Le Président. Tête de veau et Corona. Sarah Cattan

Dîner. Les grandes baies vitrées donnent sur le cimetière Montparnasse. Il est au centre de toutes les conversations. Etrangement. Davantage que Greta. Et bien avant la situation en Israël.

Car c’est là qu’il sera mis en terre. Aujourd’hui.

Dans mes quelques mots le jour de sa mort, comme beaucoup, ma plume, d’instinct, s’est faite … indulgente. Un brin triste. Je n’ai retenu que ses hauts faits. Il y en eut quelques-uns.

Tu t’souviens, ai-je dit à Franz hier soir ? On ne le supportait plus ! Tu t’souviens ? Lorsque Les Guignols sur Canal avaient revêtu sa marionnette d’une grande cape de Super menteur ?

Et aujourd’hui il est encensé ?

Ben oui Franz n’avait rien oublié. Mais il avait en mémoire ceux qui lui succédèrent et leurs Casse-toi pauv’ con, Leonarda, l’épisode du scooter, et autres Traversez la route et vous en trouverez, du travail…

Et puis, me dit-il, il était sympa. La tête de veau et la Corona. Comment il aimait aller au Salon. De l’Agriculture. Et puis encore : son regard engaillardi devant une jolie femme. Bernadette, raide, à ses côtés.

Et puis, Ne fut-il pas le dernier ? A avoir endossé le costard à sa taille. Le costard de Chef d’Etat ?

On ne retient pas le bilan, on retient l’homme, explique Christian Delporte, historien, spécialiste d’histoire politique et culturelle de la France du XXe siècle au micro de France Info. Et puis Il y a deux facettes dans le Chirac d’origine : le Chirac des villes et le Chirac des champs. Le député de Corrèze, qui va voir les paysans, qui les connaît chacun par leur nom. Et puis il y a le Chirac des villes, maire de Paris mais également Premier ministre ; celui qui, dès qu’une caméra s’allume, dès qu’un micro s’ouvre, se crispe, se fige, se glace.

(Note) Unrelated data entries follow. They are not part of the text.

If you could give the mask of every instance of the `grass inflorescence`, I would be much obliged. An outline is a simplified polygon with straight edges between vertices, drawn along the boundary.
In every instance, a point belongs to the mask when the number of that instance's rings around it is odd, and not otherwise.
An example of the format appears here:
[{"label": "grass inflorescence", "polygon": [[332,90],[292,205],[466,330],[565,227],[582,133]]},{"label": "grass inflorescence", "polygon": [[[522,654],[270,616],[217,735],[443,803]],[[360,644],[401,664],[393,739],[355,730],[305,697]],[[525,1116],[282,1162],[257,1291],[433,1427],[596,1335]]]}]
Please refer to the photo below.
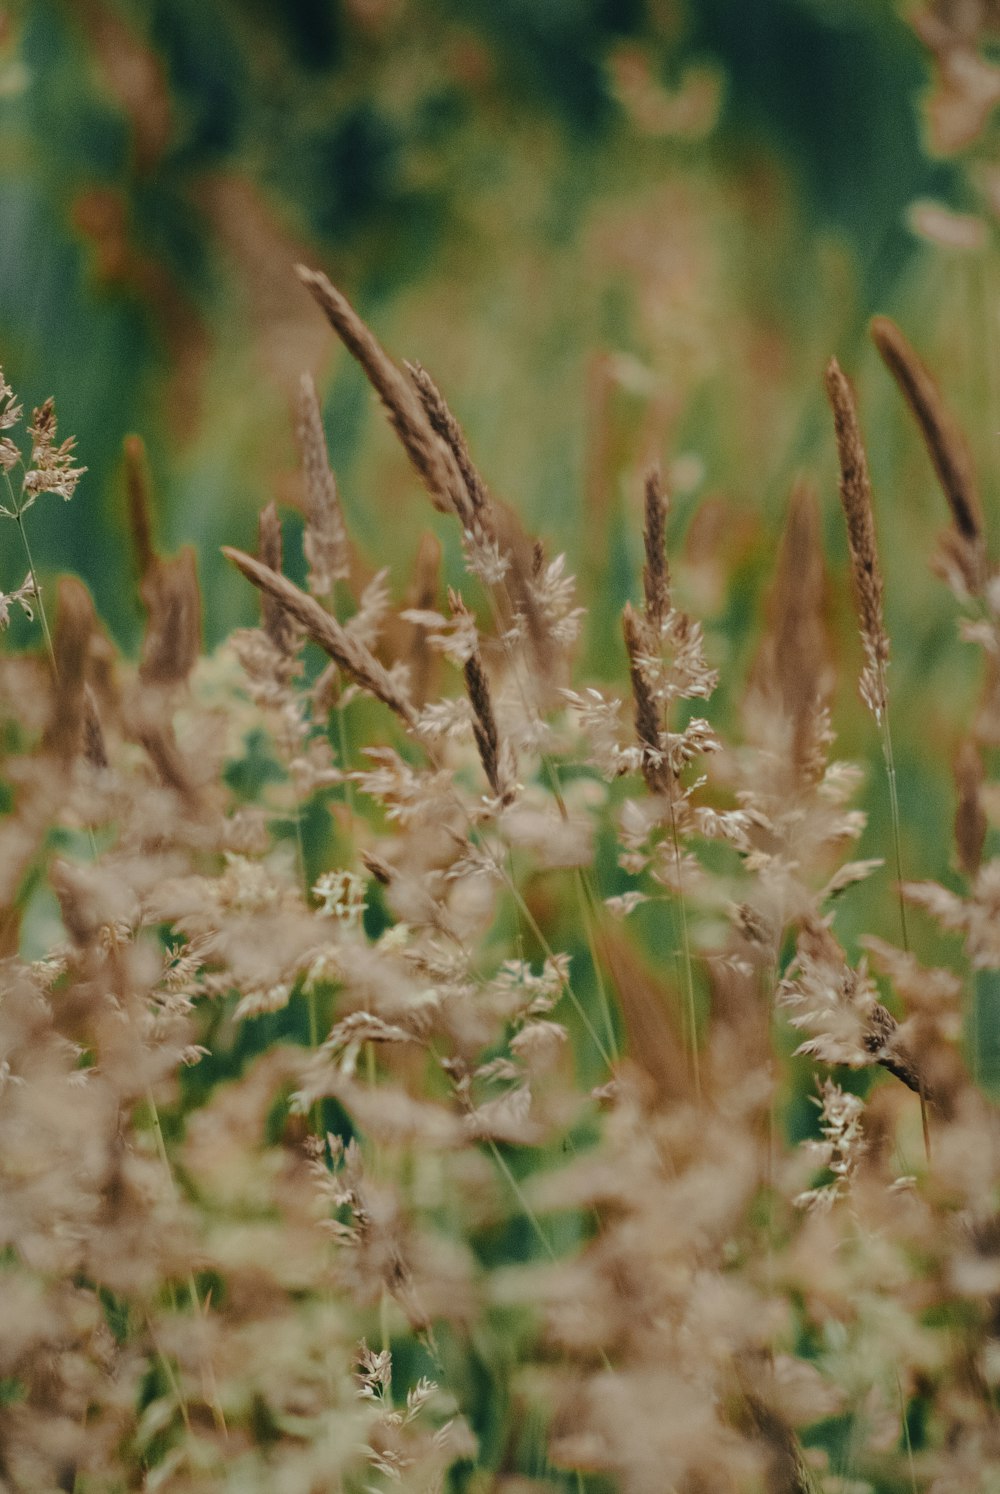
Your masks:
[{"label": "grass inflorescence", "polygon": [[[875,498],[836,360],[892,801],[874,855],[832,755],[809,483],[738,740],[710,719],[657,468],[622,689],[598,690],[563,558],[495,502],[430,375],[299,274],[465,579],[443,587],[428,538],[403,605],[384,572],[360,585],[306,377],[304,587],[270,504],[257,555],[225,550],[260,624],[206,654],[193,554],[157,552],[129,438],[138,664],[72,578],[46,658],[0,659],[0,1489],[992,1487],[1000,1127],[965,1014],[1000,968],[1000,587],[931,376],[878,320],[987,660],[948,886],[904,880]],[[85,469],[51,402],[27,462],[21,419],[0,381],[27,544],[30,503]],[[28,563],[0,623],[41,604]],[[899,943],[839,925],[886,850],[900,908],[957,936],[947,968],[905,913]]]}]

L’historien nous rappelle encore Le changement. Lorsque son ambition, cette image d’homme pressé, s’écroule, c’est-à-dire entre 1993 et 1995, quand il est seul. Et explique : Je crois que les Français aiment bien les hommes un peu seuls et qui ne renoncent pas. C’est en grande partie l’image qu’a donnée Chirac.

Voilà. Jacques Chirac était donc passé du Super menteur vilipendé, méprisé par les Français à Président … préféré.

Les grèves de 1995, le Non à la constitution européenne, le fiasco du CPE, le premier Président à être condamné, c’était, in fine, il y a si longtemps.

Lui qui quitta l’Elysée avec ses pauvres 16% de popularité.

Mais Lui dont la mort fait aujourd’hui naître en d’aucuns une nostalgie sur nous-même. Parce qu’il représentait à lui tout seul les années 1990. Celles que nous sommes ce matin en train de sublimer.

C’est ce que l’on appelle l’amnistie nationale que confère la mort, termine Christian Delporte.